A FEDERAL TASK FORCE raided the Potter Valley family property of Mendocino County Under-Sheriff Randy Johnson last Thursday (October 11th). The raid team included DEA, FBI and IRS agents who are said to have confiscated some 500 marijuana plants.

THE FEDS seal their search warrants and, in this case, only grudgingly admitted they'd been in the Potter Valley area where the raid took place not far from Highway 20. It has been clear for some time that the feds have operated independently of local law enforcement, tacit admission that the feds don't trust the locals to keep raid targets secret. A federal attorney warned the Mendo Board of Supervisors that local officials would be held personally liable if Mendocino County proceeded with a plan to essentially license backyard grows for as many as 99 plants. The Mendocino limit presently is 25 plants per parcel.

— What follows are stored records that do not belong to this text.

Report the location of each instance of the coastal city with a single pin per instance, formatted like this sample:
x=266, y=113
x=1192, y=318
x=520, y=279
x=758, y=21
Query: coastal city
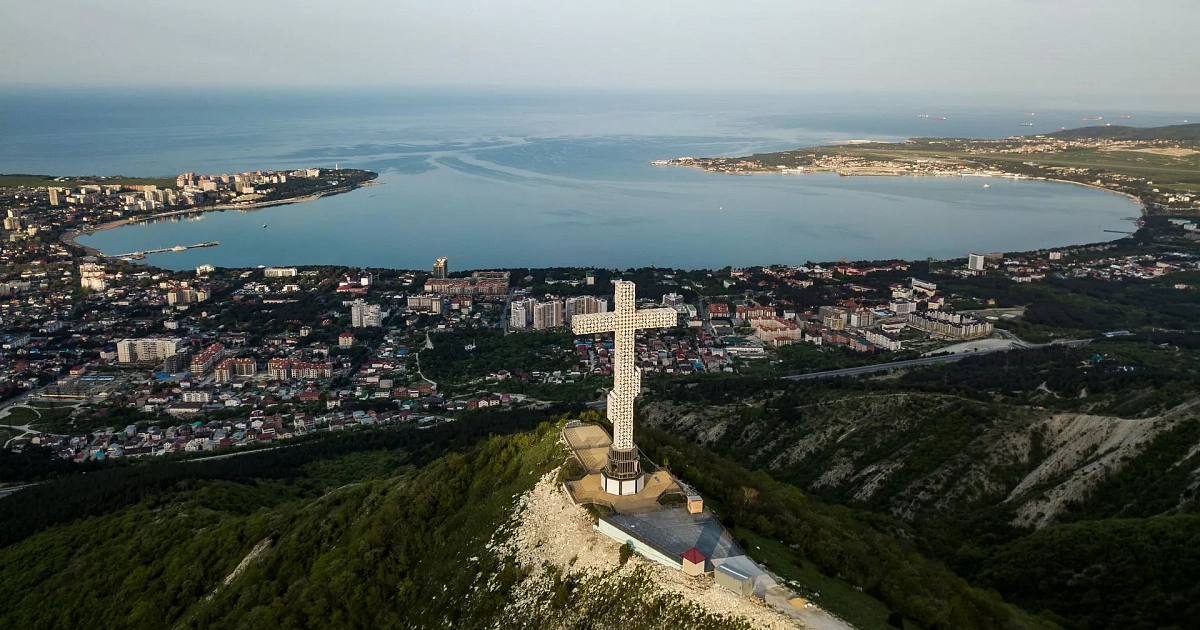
x=1121, y=165
x=105, y=358
x=387, y=315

THE JOHNSON FAMILY'S property is an old resort they've converted to rentals with individual cabins rented to persons with medical marijuana cards. Under-Sheriff Johnson's father and brother live on the premises while Johnson himself lives on an adjacent parcel. The property is owned by Johnson's father.

CAPTAIN JOHNSON has long been viewed as pot-friendly. He was responsible for Mendocino County's aborted medical marijuana permit program and even testified for men arrested in Sonoma County for transporting medicinal marijuana from Mendocino County to dispensaries in the Bay Area. Like most Mendocino County officials, Johnson supports decriminalization strategies which would generate some income for the County from its number one export crop.

SHERIFF TOM ALLMAN said Monday that he would be surprised if Captain Johnson knew that marijuana was being grown next door to Johnson's Potter Valley home.

A BIG WIN FOR JOHN McKELLER is also a big win for the motorists of Mendocino County. McKeller lives on Greenwood Road outside of Philo. You may recall that it was the sunny Sunday morning of May 6th when McKeller set out for his regular yoga session in Ukiah in his black Dodge Durango, the kind of vehicle viewed by law enforcement as a rolling felony. But McKeller is a law-abiding citizen, not a felon. He just likes Durangos.

THAT DAY McKeller knew there was an abalone checkpoint at the Boonville Fairgrounds so he rolled his tinted windows all the way down for easy viewing and proceeded within the posted speed limits through Philo, picking up lawful speed as he approached the Indian Creek Bridge.

“WHICH,” McKeller recalls, “is when a CHP cruiser whipped around and pulled me over at the driveway to KZYX. As the officer walked up to my window I released my seatbelt. The cop said I was driving without a seatbelt, but how could he even see my seatbelt driving the other direction at that redwood grove at the bridge? It’s the darkest stretch of road this side of Navarro. And besides I was wearing my seatbelt.”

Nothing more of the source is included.